Learn pronunciation in any language using your own voice.

Overview

EchoTranslate is a language learning tool that helps you master pronunciation by hearing translated text spoken in your own voice. This revolutionary approach eliminates the confusion between instructor accents and actual pronunciation requirements, allowing you to focus on the essential sounds of your target language.

Key Features

  • Voice Profile Creation: Record your voice once, use it across all languages
  • Multi-Language Support: Practice pronunciation in 10+ languages
  • Live Translation: Real-time practice with instant feedback
  • Simple Terminal GUI: Easy-to-use menu system
  • Privacy-Focused: Everything runs locally on your machine

Installation

Prerequisites

  1. Activate Conda Environment:

    conda activate echotranslate
  2. Install the program:

    chmod +x install_simple.sh
    sudo ./install_simple.sh
  3. Download the voice synthesis model (1.87 GB - one time only):

    python -c "import os; os.environ['COQUI_TOS_AGREED']='1'; from TTS.api import TTS; TTS('tts_models/multilingual/multi-dataset/xtts_v2')"
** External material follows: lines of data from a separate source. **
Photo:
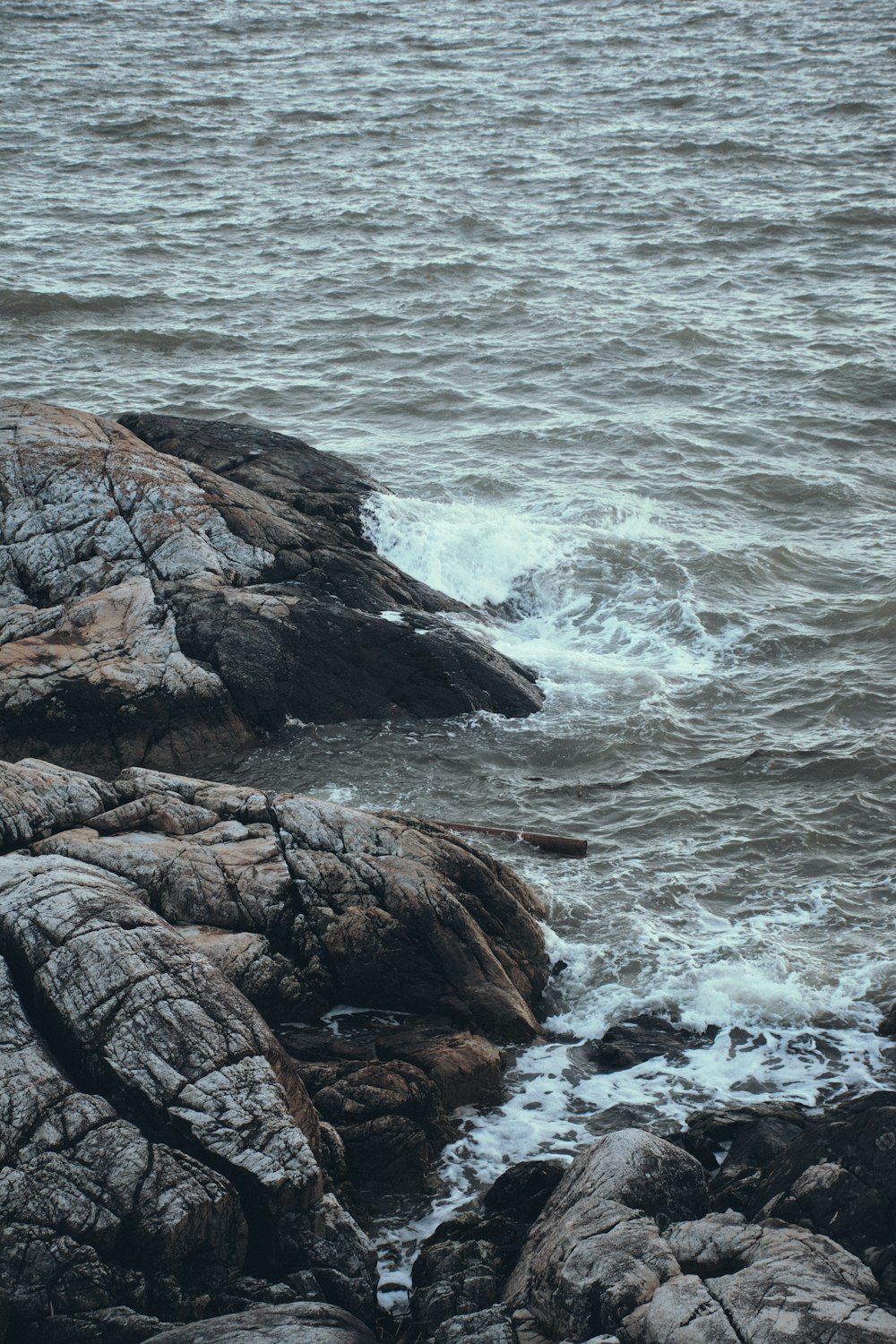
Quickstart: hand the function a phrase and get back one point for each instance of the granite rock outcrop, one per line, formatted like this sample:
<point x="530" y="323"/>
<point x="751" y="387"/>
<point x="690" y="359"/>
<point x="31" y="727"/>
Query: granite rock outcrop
<point x="166" y="599"/>
<point x="161" y="1155"/>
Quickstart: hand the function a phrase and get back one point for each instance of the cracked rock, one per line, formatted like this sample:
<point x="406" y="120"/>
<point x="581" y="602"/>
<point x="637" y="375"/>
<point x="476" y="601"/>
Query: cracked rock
<point x="164" y="599"/>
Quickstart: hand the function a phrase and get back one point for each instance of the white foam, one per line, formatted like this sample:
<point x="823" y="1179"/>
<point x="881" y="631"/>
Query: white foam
<point x="583" y="629"/>
<point x="476" y="553"/>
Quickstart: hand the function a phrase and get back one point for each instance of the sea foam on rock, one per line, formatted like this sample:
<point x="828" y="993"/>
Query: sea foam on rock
<point x="164" y="599"/>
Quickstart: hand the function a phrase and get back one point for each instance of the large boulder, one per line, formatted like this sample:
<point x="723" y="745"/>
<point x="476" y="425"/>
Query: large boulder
<point x="343" y="906"/>
<point x="164" y="604"/>
<point x="759" y="1284"/>
<point x="158" y="1142"/>
<point x="839" y="1176"/>
<point x="298" y="1322"/>
<point x="597" y="1252"/>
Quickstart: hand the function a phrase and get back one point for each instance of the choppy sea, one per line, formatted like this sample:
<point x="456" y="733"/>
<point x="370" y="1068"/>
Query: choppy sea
<point x="605" y="295"/>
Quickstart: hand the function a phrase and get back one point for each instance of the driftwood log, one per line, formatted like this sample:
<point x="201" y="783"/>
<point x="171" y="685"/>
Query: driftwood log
<point x="570" y="846"/>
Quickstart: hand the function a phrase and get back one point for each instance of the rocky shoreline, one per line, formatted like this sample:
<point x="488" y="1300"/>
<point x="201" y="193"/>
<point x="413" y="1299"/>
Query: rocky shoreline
<point x="187" y="1153"/>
    This will take 5-10 minutes depending on your internet speed.

  4. Download Whisper model for offline speech recognition (460 MB):

    python download_whisper.py

Usage

Simply type in your terminal:

echotranslate

You'll see this menu:

╔═══════════════════════════════════════════════════════════╗
║                     EchoTranslate                         ║
║            Your Voice Speaking Any Language               ║
╚═══════════════════════════════════════════════════════════╝

✓ 2 voice(s) available: User1, demo_voice

Main Menu:

  1. Record Your Voice
  2. Translate Text (with your voice)
  3. Live Translation Mode
  4. View Saved Translations
  5. Exit

Select option:

Menu Options Explained

1. Create Your Voice Profile

  • Record a 60-second sample (customizable duration)
  • Saves to voices/ directory with your chosen name
  • First time? Read this sample text for best results:

"Hello, my name is [your name]. Today is a beautiful day, and I'm excited to explore new languages. The weather is nice, with temperatures around seventy-five degrees. I enjoy reading books, watching movies, and traveling to new places. Learning languages opens new doors to understanding different cultures. One, two, three, four, five, six, seven, eight, nine, ten. Proper pronunciation is essential for effective communication. Thank you for listening to my voice sample."

Recording Tips:

  • Find a quiet room
  • Speak naturally with clear pronunciation
  • Include statements, questions, and exclamations
  • Vary your pace and tone

2. Practice with Text Translation

  1. Select your voice profile
  2. Choose target language:
    • English - Test your voice profile
    • Spanish (Español) - Latin America/Spain
    • Chinese (中文) - Taiwan
    • French (Français) - France
    • Arabic (العربية) - Middle East
    • German (Deutsch) - Germany
    • Italian (Italiano) - Italy
    • Portuguese (Português) - Brazil/Portugal
    • Russian (Русский) - Russia
    • Japanese (日本語) - Japan
    • Korean (한국어) - South Korea
  3. Type your practice text
  4. Hear the translation in your voice
  5. Audio saved to output/YYYY-MM-DD/HHMMSS_ProfileName_Language.wav

3. Live Translation Mode

  • Speak naturally in any language
  • Hear immediate translation in your voice
  • Real-time processing
  • Perfect for pronunciation practice

4. View Saved Translations

  • Browse all your translated audio files
  • Organized by date
  • Play any file directly from the menu

How It Works

1. Voice Profile Creation:
   Your Voice → Microphone → 22050Hz WAV → voices/yourname.wav
                                             ↓
                                   Voice characteristics saved

2. Text Translation:
   Your Text → Argos Translate → Target Language Text
      ↓                              ↓
   English                     e.g., "Hello" → "Hola"

3. Voice Synthesis:
   Your Voice Profile + Translated Text → XTTS v2 Model → Audio Output
                                                             ↓
                                                  output/date/time_profile_lang.wav

4. Live Practice Mode:
   Your Speech → Whisper (Offline) → Detected Language Text
                                             ↓
                                      Argos Translate
                                             ↓
                                     Target Language Text
                                             ↓
   Your Voice Profile → XTTS v2 Synthesis → Immediate Playback

Technical Architecture

Core Components

  • Voice Synthesis Engine: Coqui TTS XTTS v2

    • Multilingual neural model (1.87GB)
    • Maintains voice characteristics across languages
    • Supports 15+ languages
  • Translation Engine: Argos Translate

    • Offline translation
    • 50-100MB per language pair
    • Neural machine translation
  • Speech Recognition: OpenAI Whisper (small model)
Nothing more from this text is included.